Also participating in the latest round of financing are Y Combinator, the Thiel Foundation, Venture Highway, FundersClub, Lynett Capital, Gokul Rajaram and other angel investors, the four-year-old company said in a statement.
“We see immense value in Kisan Network’s focus in providing market linkages directly to farmers, and their progress so far in building out each aspect of their tech enabled supply chain is highly promising, Atsushi Taira managing director at Mistletoe Singapore, said in a company-issued statement.
Prior to this, Kisan Network had raised about $120,000 from Y Combinator in 2016.
Founded by father and son duo Sanjay and Aditya Agarwalla in 2016, the startup provides end-to-end on-ground supply chain management, from farm to the buyer’s doorstep, thereby, cutting out the middlemen, while offering transparent pricing and quality control of produce.
The Gurugram-headquartered company, which started off as an undergraduate thesis project for Aditya Agarwalla while he was at Princeton University, claims to be working with over 55,000 farmers, spread over 6,000 villages in Asia’s third-largest economy.
“With the building blocks of our supply chain in place, we believe that we are the cusp of becoming an even larger pan-India player in the market. This investment will aid the rapid expansion into new regions and crops across the country, bringing lakhs of more marginal farmers into the fold and helping them ship hundreds of more trucks directly from their farms to businesses,” Agarwalla, chief executive officer, Kisan Network, said.

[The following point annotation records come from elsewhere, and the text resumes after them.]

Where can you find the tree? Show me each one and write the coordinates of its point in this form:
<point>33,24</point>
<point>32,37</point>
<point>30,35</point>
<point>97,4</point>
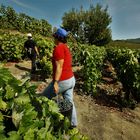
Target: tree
<point>91,26</point>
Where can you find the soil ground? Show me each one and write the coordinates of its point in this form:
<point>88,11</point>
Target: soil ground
<point>97,121</point>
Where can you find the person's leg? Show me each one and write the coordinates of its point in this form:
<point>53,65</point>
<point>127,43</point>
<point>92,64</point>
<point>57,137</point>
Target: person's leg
<point>49,91</point>
<point>66,88</point>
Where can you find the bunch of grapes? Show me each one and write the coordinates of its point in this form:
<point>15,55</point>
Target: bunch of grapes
<point>64,105</point>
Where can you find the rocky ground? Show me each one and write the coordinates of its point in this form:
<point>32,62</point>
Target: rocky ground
<point>96,120</point>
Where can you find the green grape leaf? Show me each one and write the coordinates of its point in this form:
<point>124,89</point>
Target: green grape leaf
<point>13,135</point>
<point>29,135</point>
<point>3,105</point>
<point>10,93</point>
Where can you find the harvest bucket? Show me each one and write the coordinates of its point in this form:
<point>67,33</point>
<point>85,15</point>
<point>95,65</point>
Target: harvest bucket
<point>65,107</point>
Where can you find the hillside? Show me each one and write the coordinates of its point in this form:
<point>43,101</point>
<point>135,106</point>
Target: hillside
<point>129,43</point>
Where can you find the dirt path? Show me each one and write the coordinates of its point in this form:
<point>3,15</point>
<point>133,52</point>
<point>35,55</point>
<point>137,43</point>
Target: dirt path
<point>96,121</point>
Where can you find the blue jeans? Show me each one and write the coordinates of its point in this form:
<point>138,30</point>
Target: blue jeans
<point>66,88</point>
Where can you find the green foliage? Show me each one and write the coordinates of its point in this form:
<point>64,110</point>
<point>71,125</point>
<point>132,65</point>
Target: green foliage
<point>126,63</point>
<point>93,58</point>
<point>9,19</point>
<point>29,116</point>
<point>91,26</point>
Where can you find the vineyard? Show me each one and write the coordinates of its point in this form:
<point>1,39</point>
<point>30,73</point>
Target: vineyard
<point>100,71</point>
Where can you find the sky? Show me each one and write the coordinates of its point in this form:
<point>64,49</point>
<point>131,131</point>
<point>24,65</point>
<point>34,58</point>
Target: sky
<point>125,13</point>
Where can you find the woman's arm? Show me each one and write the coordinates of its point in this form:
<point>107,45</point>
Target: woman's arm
<point>59,67</point>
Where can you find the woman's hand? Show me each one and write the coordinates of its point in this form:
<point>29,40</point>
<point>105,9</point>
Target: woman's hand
<point>56,87</point>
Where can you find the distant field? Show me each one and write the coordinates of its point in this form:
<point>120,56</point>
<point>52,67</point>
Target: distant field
<point>130,45</point>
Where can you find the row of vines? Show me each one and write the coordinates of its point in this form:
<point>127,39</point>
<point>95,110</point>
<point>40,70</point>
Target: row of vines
<point>90,58</point>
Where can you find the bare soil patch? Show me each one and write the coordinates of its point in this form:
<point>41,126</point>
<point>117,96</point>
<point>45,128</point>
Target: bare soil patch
<point>97,121</point>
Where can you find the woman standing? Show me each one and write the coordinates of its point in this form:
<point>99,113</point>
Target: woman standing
<point>63,77</point>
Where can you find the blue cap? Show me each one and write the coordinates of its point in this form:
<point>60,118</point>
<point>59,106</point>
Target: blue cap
<point>61,32</point>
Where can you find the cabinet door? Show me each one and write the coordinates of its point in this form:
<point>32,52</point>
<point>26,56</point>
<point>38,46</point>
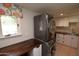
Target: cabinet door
<point>67,40</point>
<point>74,41</point>
<point>59,38</point>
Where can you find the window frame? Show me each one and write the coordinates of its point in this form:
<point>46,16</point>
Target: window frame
<point>11,35</point>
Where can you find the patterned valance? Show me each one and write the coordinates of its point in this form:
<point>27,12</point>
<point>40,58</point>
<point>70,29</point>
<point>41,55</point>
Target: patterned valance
<point>11,10</point>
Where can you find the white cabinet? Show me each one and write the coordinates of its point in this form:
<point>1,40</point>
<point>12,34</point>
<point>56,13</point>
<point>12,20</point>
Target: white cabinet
<point>74,41</point>
<point>67,39</point>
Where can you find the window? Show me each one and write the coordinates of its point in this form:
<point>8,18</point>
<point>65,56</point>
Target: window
<point>9,25</point>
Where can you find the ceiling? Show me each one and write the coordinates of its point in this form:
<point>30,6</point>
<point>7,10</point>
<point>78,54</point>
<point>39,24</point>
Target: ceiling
<point>54,9</point>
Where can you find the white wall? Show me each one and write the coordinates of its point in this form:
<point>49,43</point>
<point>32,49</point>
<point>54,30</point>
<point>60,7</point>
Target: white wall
<point>65,21</point>
<point>27,29</point>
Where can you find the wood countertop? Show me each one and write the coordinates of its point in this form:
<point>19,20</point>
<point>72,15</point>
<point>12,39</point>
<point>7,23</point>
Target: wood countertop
<point>18,48</point>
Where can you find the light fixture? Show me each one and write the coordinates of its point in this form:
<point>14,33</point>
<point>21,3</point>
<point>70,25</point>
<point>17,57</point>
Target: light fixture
<point>61,14</point>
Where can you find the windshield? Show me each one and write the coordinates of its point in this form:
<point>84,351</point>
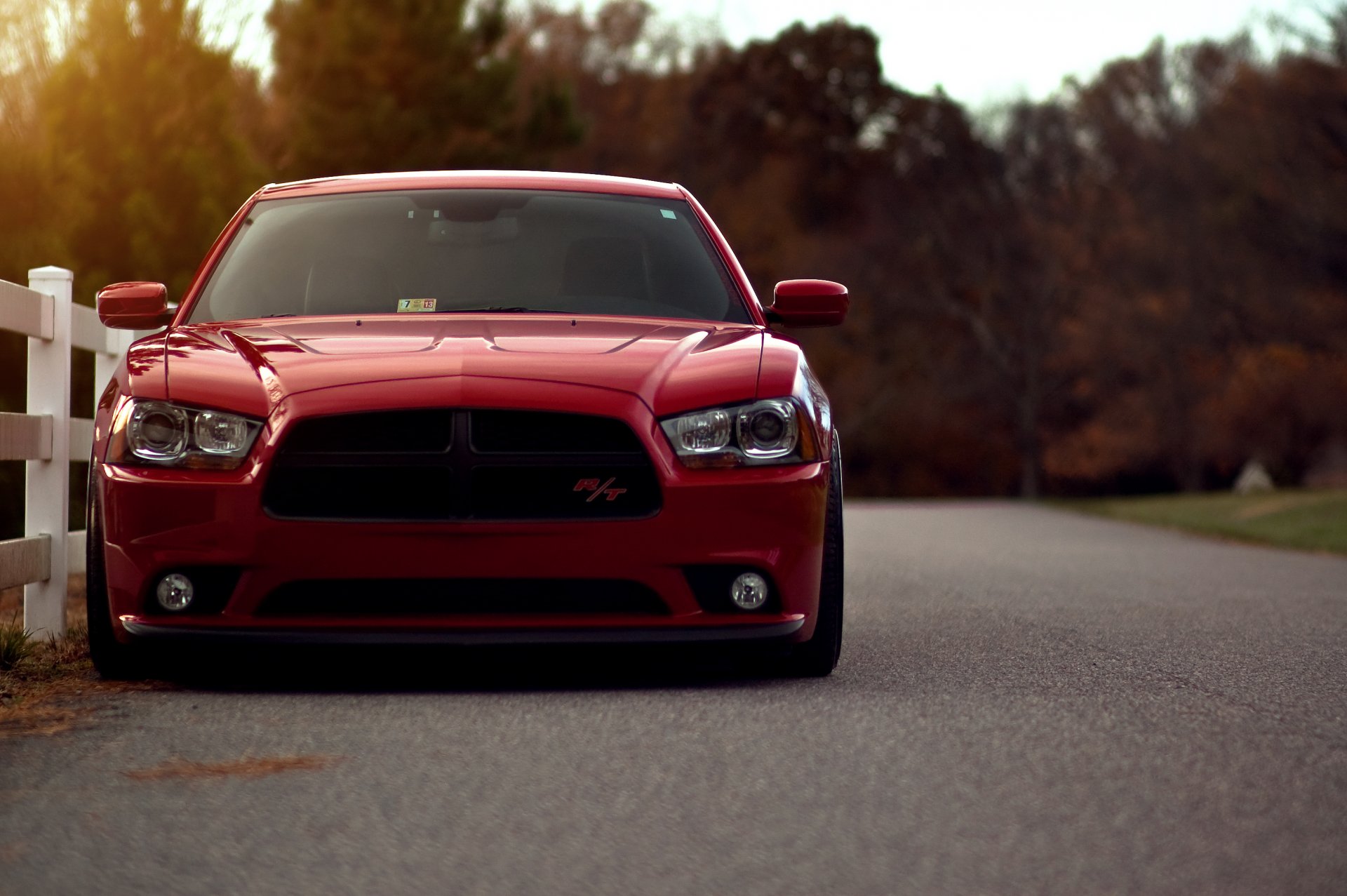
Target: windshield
<point>455,251</point>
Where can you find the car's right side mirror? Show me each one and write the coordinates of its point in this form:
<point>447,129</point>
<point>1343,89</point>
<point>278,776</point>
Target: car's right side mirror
<point>808,304</point>
<point>134,306</point>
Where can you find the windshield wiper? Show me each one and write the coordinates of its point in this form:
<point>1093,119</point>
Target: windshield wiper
<point>505,309</point>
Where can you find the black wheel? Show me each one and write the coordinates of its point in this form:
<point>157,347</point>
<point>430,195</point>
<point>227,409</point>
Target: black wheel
<point>819,655</point>
<point>112,658</point>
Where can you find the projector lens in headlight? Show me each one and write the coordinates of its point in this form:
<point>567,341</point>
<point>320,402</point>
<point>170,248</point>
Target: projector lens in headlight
<point>156,432</point>
<point>768,429</point>
<point>768,432</point>
<point>220,433</point>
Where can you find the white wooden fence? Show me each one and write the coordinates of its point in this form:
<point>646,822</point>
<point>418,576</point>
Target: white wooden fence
<point>48,439</point>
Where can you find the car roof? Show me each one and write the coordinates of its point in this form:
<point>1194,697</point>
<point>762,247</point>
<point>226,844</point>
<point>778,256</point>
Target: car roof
<point>478,180</point>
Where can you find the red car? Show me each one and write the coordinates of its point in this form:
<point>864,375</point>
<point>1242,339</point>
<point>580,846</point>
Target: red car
<point>460,408</point>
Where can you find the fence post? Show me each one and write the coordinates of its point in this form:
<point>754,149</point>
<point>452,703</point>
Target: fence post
<point>48,493</point>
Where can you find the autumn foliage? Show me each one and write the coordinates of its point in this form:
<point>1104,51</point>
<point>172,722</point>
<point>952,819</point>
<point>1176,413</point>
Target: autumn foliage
<point>1136,285</point>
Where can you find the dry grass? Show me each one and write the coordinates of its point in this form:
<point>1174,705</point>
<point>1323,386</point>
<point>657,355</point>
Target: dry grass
<point>43,693</point>
<point>247,767</point>
<point>1304,519</point>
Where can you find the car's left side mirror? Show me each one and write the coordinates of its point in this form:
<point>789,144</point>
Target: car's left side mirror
<point>810,304</point>
<point>134,306</point>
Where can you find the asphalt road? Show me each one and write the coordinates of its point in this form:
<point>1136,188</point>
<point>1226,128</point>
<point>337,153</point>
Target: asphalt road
<point>1028,701</point>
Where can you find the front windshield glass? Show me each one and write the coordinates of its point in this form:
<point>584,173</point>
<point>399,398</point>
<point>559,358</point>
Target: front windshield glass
<point>455,251</point>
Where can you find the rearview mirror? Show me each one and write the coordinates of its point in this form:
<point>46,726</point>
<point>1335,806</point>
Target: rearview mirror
<point>134,306</point>
<point>810,304</point>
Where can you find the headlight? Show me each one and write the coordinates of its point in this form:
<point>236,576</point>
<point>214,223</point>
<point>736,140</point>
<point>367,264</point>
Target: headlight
<point>771,432</point>
<point>163,434</point>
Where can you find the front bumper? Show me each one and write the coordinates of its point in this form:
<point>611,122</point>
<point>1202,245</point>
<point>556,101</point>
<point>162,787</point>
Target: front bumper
<point>170,631</point>
<point>771,519</point>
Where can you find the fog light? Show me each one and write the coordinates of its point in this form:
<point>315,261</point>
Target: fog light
<point>749,591</point>
<point>174,591</point>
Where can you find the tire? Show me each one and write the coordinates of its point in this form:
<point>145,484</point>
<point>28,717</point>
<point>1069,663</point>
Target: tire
<point>114,659</point>
<point>818,657</point>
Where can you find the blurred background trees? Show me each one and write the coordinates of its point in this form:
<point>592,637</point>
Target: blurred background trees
<point>1136,285</point>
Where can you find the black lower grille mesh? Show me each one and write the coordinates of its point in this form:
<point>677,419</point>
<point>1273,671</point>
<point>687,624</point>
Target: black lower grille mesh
<point>460,597</point>
<point>461,465</point>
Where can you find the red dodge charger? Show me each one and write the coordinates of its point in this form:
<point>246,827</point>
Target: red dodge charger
<point>461,408</point>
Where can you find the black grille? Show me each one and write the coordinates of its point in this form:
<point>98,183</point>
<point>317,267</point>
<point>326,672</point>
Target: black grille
<point>461,465</point>
<point>460,597</point>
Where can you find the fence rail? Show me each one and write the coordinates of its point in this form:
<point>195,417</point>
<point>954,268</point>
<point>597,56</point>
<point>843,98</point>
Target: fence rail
<point>48,437</point>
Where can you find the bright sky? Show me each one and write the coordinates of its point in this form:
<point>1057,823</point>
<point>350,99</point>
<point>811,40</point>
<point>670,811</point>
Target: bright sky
<point>979,51</point>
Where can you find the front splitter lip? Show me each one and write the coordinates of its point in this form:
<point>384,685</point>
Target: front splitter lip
<point>146,629</point>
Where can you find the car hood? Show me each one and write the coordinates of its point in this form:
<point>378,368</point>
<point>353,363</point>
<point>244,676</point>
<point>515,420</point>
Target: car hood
<point>671,367</point>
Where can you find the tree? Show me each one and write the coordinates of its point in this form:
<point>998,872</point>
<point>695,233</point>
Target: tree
<point>407,85</point>
<point>140,128</point>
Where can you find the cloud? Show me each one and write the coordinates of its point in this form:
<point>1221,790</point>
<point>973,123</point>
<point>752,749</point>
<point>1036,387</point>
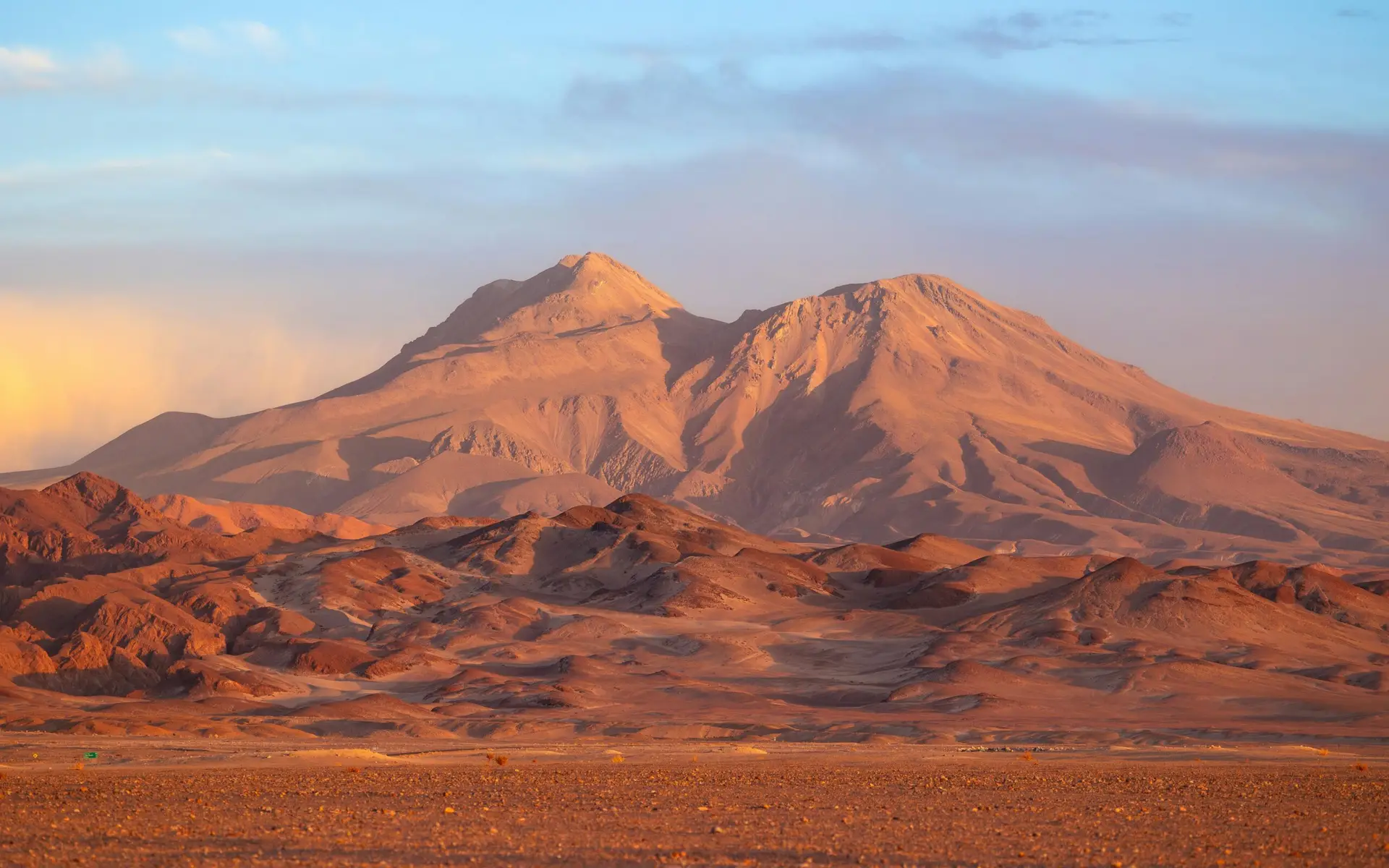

Agarwalla, a Thiel Fellow, who quit Princeton University in his junior year, was also part of Y Combinator’s Winter 2016 batch, with Kisan Network being chosen as the third Indian startup to participate in the program, following Razorpay and ClearTax.
According to its website, Mistletoe has invested about $255 million, spread across 126 startups, while also undertaking a fund-of-funds strategy, with a focus on the broader agri-tech sector. In India, it has backed startups, such as NinjaCart, as well as early-stage venture capital firm Blume Ventures.
Global investors have begun to look at India’s broader agri-tech sector, with companies, such as NinjaCart, scooping up large amounts of capital over the course of the last 12 months.
Tiger Global put in $90 million into Bengaluru-headquartered NinjaCart in April last year, while Flipkart and its parent entity, Walmart, have also committed $50 million to the company last month.